My favorite part of physics in high school was the physics of sound. I was part of several ensembles then and ended up studying music in college. Years later, as a graduate student, I initially learned about Chinese bronze bells through a course on the music of Asia. The following quarter, my first art history course was on Chinese bronzes. This time, I learned about the bells from an art historical perspective.
Naturally, on my first visit to the Freer and Sackler with a friend in 2011, I was delighted to see a bronze bell on display. There it was: over a foot and a half tall; lens-shaped mouth; thirty-six studs jutting out from its body; a slight patina running down the middle, hinting at age; the taotie motif—fangs, horns, and brows snaking around protruding eyes—near the lip.
Clapperless and struck instead with a mallet, these bells were an integral part of ancient court rituals. A full set consists of more than sixty bells of varying sizes.

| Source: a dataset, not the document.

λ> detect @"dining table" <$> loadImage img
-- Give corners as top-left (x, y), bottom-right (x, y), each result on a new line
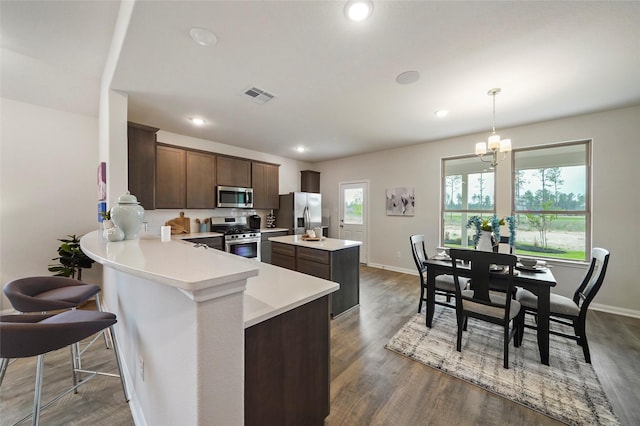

Acoustically, each bell is capable of producing two tones depending on where it is hit: Striking along the side produces one tone, and striking along the middle results in a tone three degrees—or the equivalent of a major or minor third—away. Even in modern times, bronze bells have been used in important ceremonies, such as the return of Hong Kong to China in 1997, and in the theme music for the 2008 Beijing Olympics.
These bells highlight China’s advanced state of technological advancement and early mastery of bronze casting: Bells of this complexity would not begin to be produced in Europe for another millennia. Bronze bells were included in the British Museum’s History of the World in 100 Objects, and the Freer|Sackler has one of the finest collections of these bells in the world.